And you find this surprising? The first time you roll the dice, and expect to be successfull 4 out of 5 trials. You lose.

Then you roll the dice again, your chances are now still 4 out of 5. They aren't higher, because you think "i have just lost already, so this time it should work!". These are independant events. So you roll and you lose again. You are surprised, but roll the dice a third time. For this third roll you have a (no surprise) a chance of 80%. It is not higher now, because you already lost two times and expece the universe to "make up for it". The universe doesn't care, that you have just lost twice. If you however try it 10 million times than you should be - more or less - 8 million times successfull.

Or just very bad luck.

You could call it like that, if you like.

Or the algorithm is not truly random. Perhaps making the random roll the 1/100 of a second game time the actual mouse click happens on?

As with all non-security critical random number generators, a PRNG (pseudo random name generator) is used.
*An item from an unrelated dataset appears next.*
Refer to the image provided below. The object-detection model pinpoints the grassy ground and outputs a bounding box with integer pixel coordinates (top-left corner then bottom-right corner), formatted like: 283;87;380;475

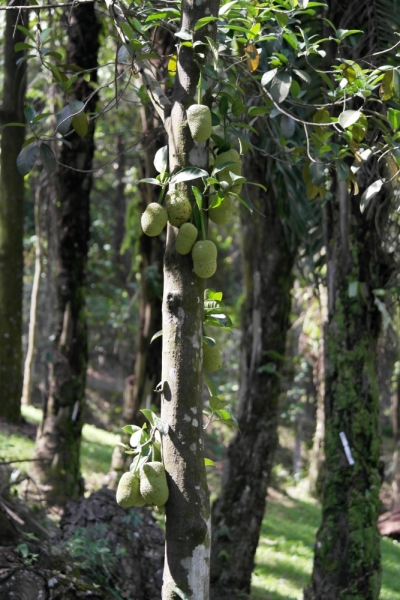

How exactly it works is an implementation detail (usually the numbers are generated of a timestamp, since how long ago you started your system, the last access time of files or of user input data, since mouse coordinates over a period of time).

If you want "true" random numbers (like banks, online gambling sites, and research companies use) you would need to buy special hardware, that generates numbers by measuring environmental data, such as picking up noises from a microphone or measuring temperatures, light reflection of surfaces and such.